CREDIT: Occupational portrait of a woman working at a sewing machine, 1853. Prints and Photographs Division, Library of Congress. Reproduction Number LC-USZC4-3598 DLC.
I've been taking sewing classes. At last. I can't believe it has taken me this long to get around to doing this. I am now the proud owner of an old Singer that the young Akhenaten bought for me. Wearing thrifted clothes is a much better experience when you have the ability to do alterations. My goal is make dresses from vintage patterns, mostly to manage my fear that the vintage dress supply is drying up. (This has inevitably leads me to the desire to stockpile vintage fabric.) So far I have made 1 1/2 dresses, hemmed my trousers, have a new best friend in my seam ripper and am overflowing with even more compassion for the garment workers of the world.

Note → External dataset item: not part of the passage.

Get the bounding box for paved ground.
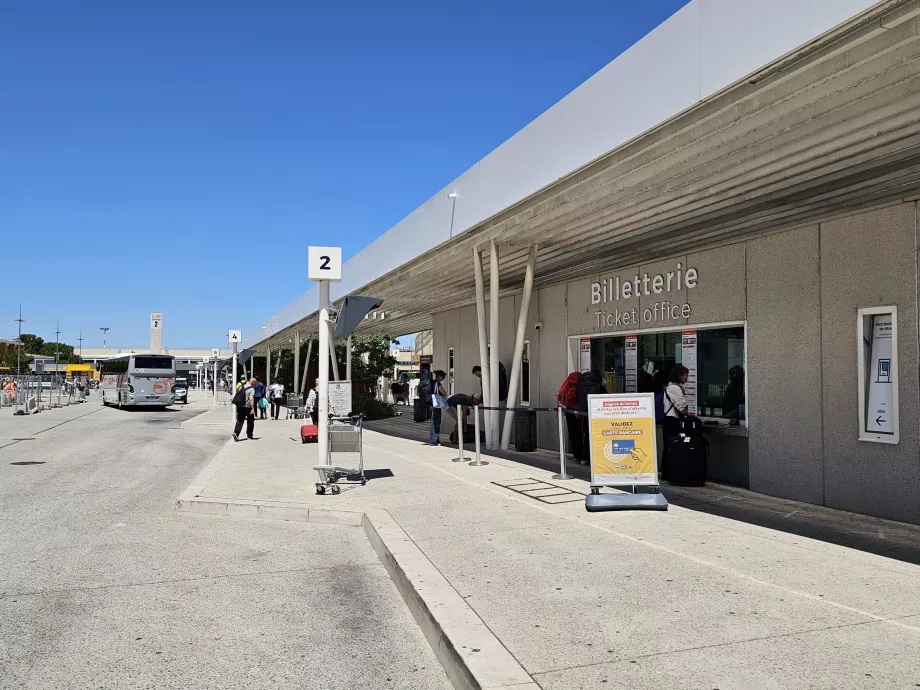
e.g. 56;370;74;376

Whatever you are wearing, vintage or current, cheap or expensive, was labor intensive to make. Someone had to sit at a sewing machine and sew each hem. Each button. Each button hole. Every spaghetti strap had to be stitched and then turned in-side-out by hand. All for very low wages, and most likely in seriously substandard conditions. If they were paid at all. (Many current companies subcontract piece work to be handled in one of the world's Export Processing Zones, perhaps off the coast of Jamaica. There, outside the national boundaries of any nation's laws, subcontractors control fiefdoms made of sweatshops, sometimes closing and vanishing before paying workers. If you'd like to know more about Export Processing Zones, I'd recommend Stephanie Black's film, Life and Debt.)
In fact, everything you own is hand-made. Yes, even the mass-produced item from the 99 cents store. Someone sewed the hems on that dishtowel or assembled a kitchen timer. The parts of your iphone were machine-manufactured, yes, but someone had to sit there and put them together. Machines can only do so much, and often, human labor is cheaper than machine power. Want to about terrible working conditions and exploitation that appear even on mainstream news sources like CNN? (for example, here). 2010 saw a series of very publicized suicides by Chinese workers assembling apple products. Human hands have touched and molded it all.
But we know all that. We know the human cost of our cheap products. We have to repress this knowledge of the suffering connected with our beloved objects. Some people repress the knowledge so very seamlessly, that they would be shocked (shocked!) to be accused of false consciousness.
And yet, in wealthy countries, there is a great cult of the hand-made, venerated at Etsy, and the like. One can get into the Walter Benjaminian aura of the object. Of course in their interviews of Etsy sellers, one of the questioned asked is "What does Handmade mean to you?" The answers manifest a precious false consciousness that elevates the handmade over the mass-produced without acknowledging the similarities. As if aura something that can only be conferred by a woman in Brooklyn at her sewing machine for her Etsy store. Why not the woman sitting at a sewing machine in a maquiladora in Juarez? Is it because she is sewing from someone else's pattern? No? That's not it? What is it then? Is it that the woman in Brooklyn is less alienated from her products? Can listen to NPR while she works? Presumably has been labor conditions in place for herself? You tell me.
I wish I could find it, but about 10 years ago I saw a comic strip with the words:"In the future, we will all work in our own sweatshops." In the first panel it showed a harried woman cutting out a pattern in her apartment while on speaker phone with headquarters. The voice on the speakerphone fired her, and then hired her back for half what she was making before. I believe it is true, we will all soon have our own sweatshops.